Making it in the new world of work when you are on the back foot

This month in Sydney, I gave a presentation on the future of work to a group of employment service providers who work with very disadvantaged clients. Their core task is to help people who are in some way on the back foot in the competitive job market of the present time. With so many predictions of massive job losses, there are unique challenges for people in this situation and the organisations who are tasked to help them.

So what could I say about the developments in the world of work in relation to such people?. My ppt is available for viewing here.

In brief, on current predictions, the worst outlook on job losses due to automation, AI and robotics will not eventuate.  New jobs will emerge especially in the areas of health care/social assistance and education/training.  But the downside is that there is growing job polarisation – growth in higher paid, higher skilled jobs and lower skilled, lower paid jobs with fewer in the all important middle level with reasonable pay and job security.

Low end, casual jobs play a role at transitional points in employment trajectories such as for young people combining work and education. The problem emerges when the low end job will never offer any gateway to better paid and more secure employment. Entrapment in low end jobs can create poverty traps for some people whereby they are no better off than on state benefits. This can lead to a continuous churning between a low paid, casual job and social welfare with little possibility of emerging out of poverty.

There are no easy answers to some of the dilemmas facing certain groups in the emerging world of work and that in part is why there is such a vigorous discussion about Universal Basic Income now in train. But there are other things that could be done. There will be considerable growth in health care and social assistance but a lot of jobs in these ares are in fact low paid and casual in accordance with government funding constraints – austerity.

The second table in this post shows that around 20% of jobs in health care/social assistance and education/training are casual jobs (without paid leave entitlements) and there is a rate of around 10% of underemployment. These figures do not show also the high rate of fixed term contract jobs in these sectors. So even if you are getting paid leave entitlements, you may be in a job that finishes at year’s end as what happens to many teachers and academics.  Many jobs wind up when the social service agency funding runs out, a very common occurrence. I argue that governments need to be accountable for the employment conditions in the public sector which have had flown on effects to what is offered in the private sector.

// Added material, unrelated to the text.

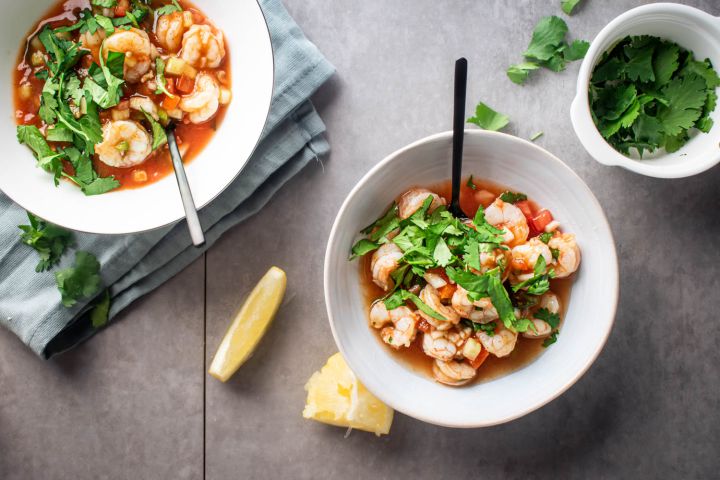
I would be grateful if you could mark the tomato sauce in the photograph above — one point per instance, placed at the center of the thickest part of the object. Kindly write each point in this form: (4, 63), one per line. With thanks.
(191, 138)
(526, 350)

Job polarisation is in part a result of inadequate government funding for such large areas of employment. 

For the most part, people on the back foot in the labour market are in that position due to some sort of discrimination on the basis of age, disability, ethnicity, gender or other factor. It may also for some be a matter of inadequate education. But discrimination is a form of rationing.  Employers won’t bother with people who don’t fit ‘the mould’ when there are so many applicants who do.

Building strong employment opportunities, especially through the public sector, will greatly enhance the position of disadvantaged people. The Danish Prime Minister at the OECD Forum Bridging the Divides in June gave an overview, and impetus, as to how Denmark does it.